I’m intrigued by the character Anastaria (love her name!) and what happened to her frames. I also like how you give the reader background information with making it boring, good job!

*”…and thankfully[,] she slowed herself down…to health[.] [However, her] wings were damaged.” – So heartbreaking for her!

*”…not irreparable[,] but the development [was] slowed. She would start her training soon[,] but she had…”

*”I suppose she’s like me [and] likes to keep to herself.”

*”…a theory[,] but I know that she’ll never…”

I’m really intrigued by what exactly happened with his brother. He seems to be very put down by him and I’m interested in what happened when Anastaria got involved.

*”…into those eyes[,] I’m almost convinced…”

*”…in danger[,] your perspective changes.” – Wow, I hate his brother so much right now. :(

*”…continue the argument[,] but our old hag…”

*”…she cares that she [fights] me so…”

*”…from my parents [with] the cuts on my hands…then he found [out] about Anastaria…”

His brother is worth than I thought. I feel so much hate towards Tartan’s character and can’t wait to hopefully see some vengeance towards his later in the book!

*”…fighting back[,] otherwise…”

*”For a while[,] it had gotten better, [what] with him…”

*”…in Uaternia[,] which is rich with such mines.” – You have some beautiful names in this piece. That reminds me, I love the title of this piece!

*”…inside the crystal[,] but weak enough that we…only the small traces of magic in our blood streams[.] [We can do this] by touching the crystal.” – It was becoming a run-on sentence.

*”…a second time.” [She] says it all rather quickly, [making it so] my feathered pen only just [catches] it.”

*”…mad attempt to keep up[,] I had…”

*”…needed more ink[,] but…”

I get the impression Anastaria doesn’t want to be a Guardian. I feel like she wants to work with the crystals and that this will leave your main character envying her more later on in the book because if they switched places, there problems would be solved. Also, the teachers fast talking was fun to read about, another thing that made your character more realistic.

*”…she doesn’t mind[,] but I hate that I…”

*”I’m not ‘unintelligent’[,] but I’m just [not] made for these sorts of classes.” – I think you could use a better word choice where I’ve put these ‘ ‘. The current one doesn’t sound right to me.

*”I know what that is ‘but I dare not admit it’.” – Technically, he already has admitted it, so I would cut this or change it to something else. Or you could combine it with the second sentence so it reads “I know what that is[,] but [that’s] impossible now.”

*”…crystal mining[,] we’re released into group work.”

*”…and Anastaria[,] it means talking while doing our work…”

*”By [halfway] through the first page[,] I’m completely lost…”

*”…knowledge[,] I’m able to apply it well…”

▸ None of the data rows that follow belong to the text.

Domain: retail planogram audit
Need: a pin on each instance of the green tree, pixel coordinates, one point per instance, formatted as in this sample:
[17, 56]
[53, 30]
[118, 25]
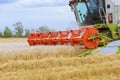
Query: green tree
[27, 32]
[18, 29]
[44, 29]
[7, 32]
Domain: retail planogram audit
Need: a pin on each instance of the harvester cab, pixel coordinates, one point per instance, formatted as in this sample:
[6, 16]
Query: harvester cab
[91, 12]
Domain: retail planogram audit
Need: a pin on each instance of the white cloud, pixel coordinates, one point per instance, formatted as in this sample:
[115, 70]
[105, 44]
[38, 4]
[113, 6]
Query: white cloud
[40, 3]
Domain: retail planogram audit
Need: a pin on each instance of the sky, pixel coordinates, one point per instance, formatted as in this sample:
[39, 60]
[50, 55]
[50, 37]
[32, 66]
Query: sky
[56, 14]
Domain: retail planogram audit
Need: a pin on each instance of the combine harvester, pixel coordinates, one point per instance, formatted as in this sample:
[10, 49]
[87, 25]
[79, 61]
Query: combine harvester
[97, 19]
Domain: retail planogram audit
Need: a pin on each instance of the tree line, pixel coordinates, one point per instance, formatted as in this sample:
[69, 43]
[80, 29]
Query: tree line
[20, 32]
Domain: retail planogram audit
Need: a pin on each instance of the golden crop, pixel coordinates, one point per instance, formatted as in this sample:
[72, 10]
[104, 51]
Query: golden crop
[18, 61]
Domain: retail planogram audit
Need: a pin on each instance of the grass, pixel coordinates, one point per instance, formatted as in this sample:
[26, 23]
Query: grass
[57, 63]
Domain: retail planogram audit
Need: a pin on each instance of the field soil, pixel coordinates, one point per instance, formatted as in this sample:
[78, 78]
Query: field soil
[19, 61]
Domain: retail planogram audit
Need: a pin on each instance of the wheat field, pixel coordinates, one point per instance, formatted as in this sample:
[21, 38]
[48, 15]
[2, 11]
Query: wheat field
[18, 61]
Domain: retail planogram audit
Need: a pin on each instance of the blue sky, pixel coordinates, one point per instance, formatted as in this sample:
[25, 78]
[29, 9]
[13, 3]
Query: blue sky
[55, 14]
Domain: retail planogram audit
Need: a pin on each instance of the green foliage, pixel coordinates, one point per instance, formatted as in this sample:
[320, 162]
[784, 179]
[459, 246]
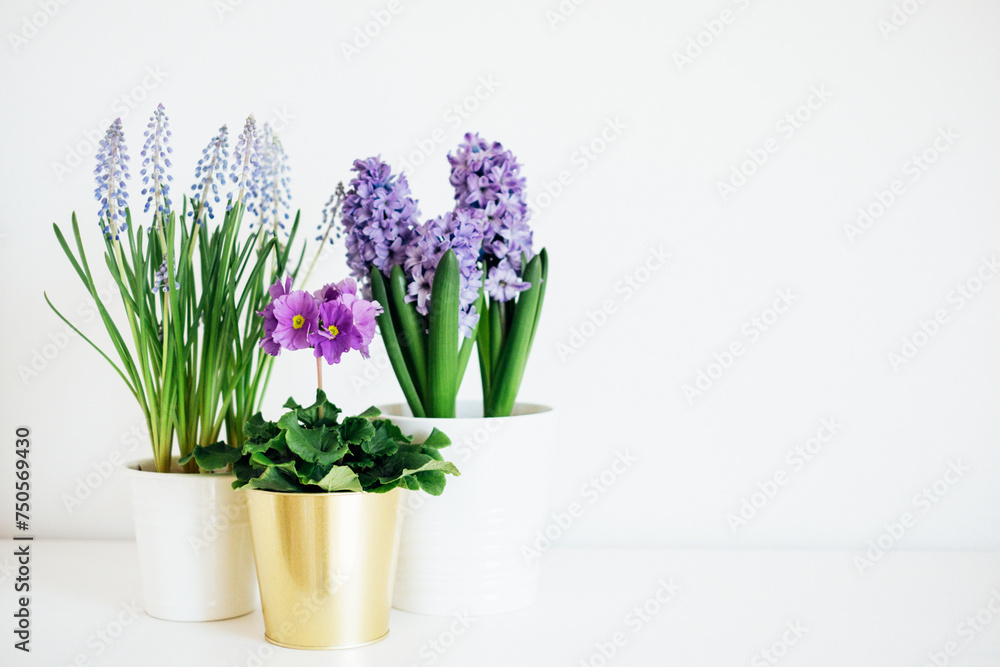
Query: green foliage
[193, 363]
[308, 450]
[505, 343]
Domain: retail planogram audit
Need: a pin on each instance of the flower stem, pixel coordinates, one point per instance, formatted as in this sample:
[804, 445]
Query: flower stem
[319, 382]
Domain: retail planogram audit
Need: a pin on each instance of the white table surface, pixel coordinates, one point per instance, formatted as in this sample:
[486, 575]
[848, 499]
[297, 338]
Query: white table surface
[729, 606]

*I feel like often during the piece you give away too much information than the reader needs. For example, when you talk about little things he does with his work and he reacts to it, etc. A little of this is wonderful and makes your character more solid, but too much of it starts to sound like an unnecessary information dump, so watch out for that when proof-reading back through this.

*”…forward to it[,]” I say with a smile…”

I loved this switch in him – “My face hardens…” Perfect job at describing what his brother does to him!

*”I know you’re there[,] Tartan[,]” I say.

*”Immediately[,] he steps from the shadows…”

Tartan does not deserve to be a Guardian! Ahh!

*”What’s wrong[,] Calfer?”

*”…little girlfriend.” [He] lets out a laugh…”

The last line was great and left me brimming with hate for his brother. The suspense you put into the ending scene was fantastic!

^I apologise for any formatting errors!

Great job again! :) I can't wait to hear your thoughts on chapter two of 'Uncontrollable'. It was a pleasure to read your work again.